A lot of people give there fluffs a weekly bath. I don't believe giving him one more then once a week on a regular basis is good for his skin. I Opey a once a week sometime and then go a little longer depending on his week.


----------



## MaxisMommie (Jul 30, 2012)

*Ya, I wouldn't bathe more than once a week. I was thinking about freshening sprays, however, I am not too sure how great those are for their coat.*


----------



## Furbabies mom (Jul 25, 2011)

Once a week, every Sunday morning!!!!


----------



## StevieB (Feb 2, 2012)

I do once a week unless he gets extra filthy for some reason. I think if you wash his face/ under eye area daily or every other day it helps a lot with the "freshness". A lot of us use one called Spa Lavish. Also try a grooming spray when you brush him. There are a few good ones out there. It's hard to keep these white fluffs white and fluffy!


----------



## mysugarbears (Aug 13, 2007)

Most of the time once a week but sometimes with Kelly and Reese and when Riley was in full coat i will or would do 2x a week.


----------



## Orla (Jul 5, 2009)

Used to be once a week but now every 10 days, sometimes more and sometimes less - depending on how much time he's spent outside.


----------



## MaxisMommie (Jul 30, 2012)

*Thank you all for the input! I think Maxi just enjoys getting extra dirty while running around in our community doggie park haha. Pretty much everyday I am getting dirt and twigs out of his coat. I am going to try the baby wiping every night though, I think that should do the trick.*


----------



## hoaloha (Jan 27, 2012)

Glad to help! I use baby-wipes on the bum or antibacterial wipes too on the paws for light dirt; If the feet get really dirty (ie. after a long walk), I just wash the feet with some shampoo or dish-soap (thanks JMM- Jackie for that tip!).


----------



## tobysmom (Jan 1, 2011)

every 10 days for mine, when i did it once a week i was really light on the shamp every other time.


----------



## Lacie's Mom (Oct 11, 2006)

If there was only Secret -- I would bath her about every 3 days. I often do bath her mid-week. Neither Tilly nor Lacie have a problem staying clean.


----------



## MaxisMommie (Jul 30, 2012)

Lacie's Mom said:


> If there was only Secret -- I would bath her about every 3 days. I often do bath her mid-week. Neither Tilly nor Lacie have a problem staying clean.
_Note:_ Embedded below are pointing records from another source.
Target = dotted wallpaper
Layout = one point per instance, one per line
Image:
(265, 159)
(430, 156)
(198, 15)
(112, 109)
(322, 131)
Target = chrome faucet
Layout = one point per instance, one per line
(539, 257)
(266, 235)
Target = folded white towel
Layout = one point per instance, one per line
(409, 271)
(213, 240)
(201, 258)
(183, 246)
Haha Yes I know what you mean. Maxi gets into everything outside, and I mean like climbing in bushes.... lol. So I strive to keep him as clean as possible especially because he sleeps in our bed.


----------



## Grace'sMom (Feb 22, 2012)

Gus has skin problems. So he is bathed at least every other day. But sometimes daily.

I keep him shaved down  so it is quick.


----------



## MaxisMommie (Jul 30, 2012)

Grace'sMom said:


> Gus has skin problems. So he is bathed at least every other day. But sometimes daily.
> 
> I keep him shaved down  so it is quick.


Aw, poor guy.


----------



## jmm (Nov 23, 2004)

In the good weather, seems like Roo swims or gets hosed off a couple times a week. My show dogs I've bathed every 5 days regularly with no issues.


----------



## angel_chow (Aug 1, 2012)

I just adopted my aunt's maltese bec she can no longer look after her. She smells a little bit 4 days after taking a bath. Is there anyway that i can keep her smelling fresh? She licks herself a
lot and i think that's one of the reasons. Hope you can give me other tips. I am from Manila,Philippines so i don't have access to Spa Lavish. 😥


Sent from my iPhone using PG Free


----------



## lydiatug (Feb 21, 2012)

hmmm, guess I'm the odd one out, my yorkie needs a bath every week, but Lexie stays pretty clean, so every other week...maybe because she's old and doesn't really get that dirty anymore.


----------



## nicolen412 (Jun 8, 2012)

i always clean his paws after he has run in the garden and i baby wipe him down every night (following a post a read on here) seems to work but its been exactly a week today and hes getting a bit stinky!!


----------



## shellbeme (Mar 1, 2011)

I do baths for the boys once a week


----------



## MaxisMommie (Jul 30, 2012)

*Okay, so I think I have found a routine for freshness that works the best for us. Maxi gets bathed once a week, baby wiped every night, face washed twice a day, teeth brushed every night, and a spritz of vanilla oatmeal fragrance spray mid week. Sounds like a lot, but this keeps him the cleanest! *


----------



## StevieB (Feb 2, 2012)

Maxi will be snuggle ready at all times!! That's worth it.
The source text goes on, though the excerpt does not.